12 abr. 2025

Un hombre honesto

Arnaldo Alegre

Diógenes sudaba con los 36 grados a la sombra. No había océano ni bahía ubérrima para paliar al estío tremebundo de la desesperada isla, bañada solamente por el mar de la desdicha, en la que cayó. Todo era muy distinto a Grecia.

Vagaba por El Paraguayo Independiente con su lámpara encendida en pleno día en su búsqueda eterna del verdadero hombre: el honesto.

Cuando percibió en un edificio de formas desaliñadas –muy diferente al Templo de Afrodita (en verdad había muchas diosas, pero la mentada Afrodita no era muy conocida, ni siquiera el nombre del parlamentario que la trajo se sabía)–, la voz de una persona que se declaraba honesta.

Entró a prisa al Congreso. “Soy Diógenes”, dijo al guardia, quien al parecer no conocía muy bien al ministro de Defensa, y como no tenía ganas de pasar un lindo fin de semana de noviembre en la celda de castigo por no reconocer a un secretario de Estado, lo dejó pasar sin mayores averiguaciones protocolares incómodas.

Los funcionarios miraban en su rauda marcha y tampoco atinaron a reaccionar. Por la toga blanca y un cierto aspecto de deschavetado, creían que era alguien del Pueblo de Dios, y como la coyuntura política es muy cambiante en época electoral, nunca se sabe quién puede ser eventualmente tu futuro jefe. Por eso lo dejaron tranquilo.

Entró al hemiciclo del Senado. Galaverna quiso agasajarlo al reconocerlo y le saltó un zalamero: “Hermano”.

Diógenes lo miró de soslayo y respondió en un griego con reminiscencias guaraníticas: “Araka”.

–Yo soy un perro –prosiguió– y ¿ustedes?

–Ndo faltái jagua carrera hápe –soltó un gracioso.

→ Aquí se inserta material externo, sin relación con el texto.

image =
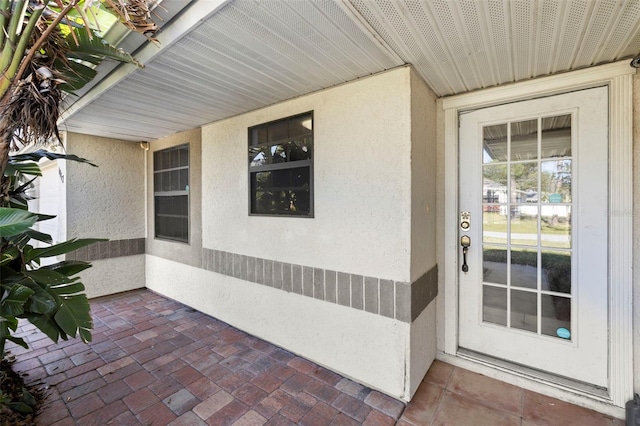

Diógenes siguió impertérrito: –Yo soy perro y por eso me volví cínico. Ustedes lo hicieron al revés.

–Guardias –gritó uno que empezaba a enfurecerse–.

–Eres tan débil que no puedes defenderte solo.

Ni corta ni perezosa, Desirée, que para el guarará estaba mandada a hacer, gritó: –Dejen que hable. Con cada profesional loco que pasó por acá qué mal nos hace escuchar ahora a un filósofo loco.

–¿Quién dijo que es un hombre honesto?

–Yo. –habló González Daher mientras se acomodaba por enésima vez la pelambre–.

–No eres honesto con tu cabello, menos lo serás con tus acciones o tus palabras.

El hemicilo explotó.

“Hombres a mí", desafió Diógenes. Viendo que sorprendentemente tan altas autoridades le hacían caso por primera vez en su vida, sentenció: “Hombres, he dicho, no basura”. Y escapó apenas.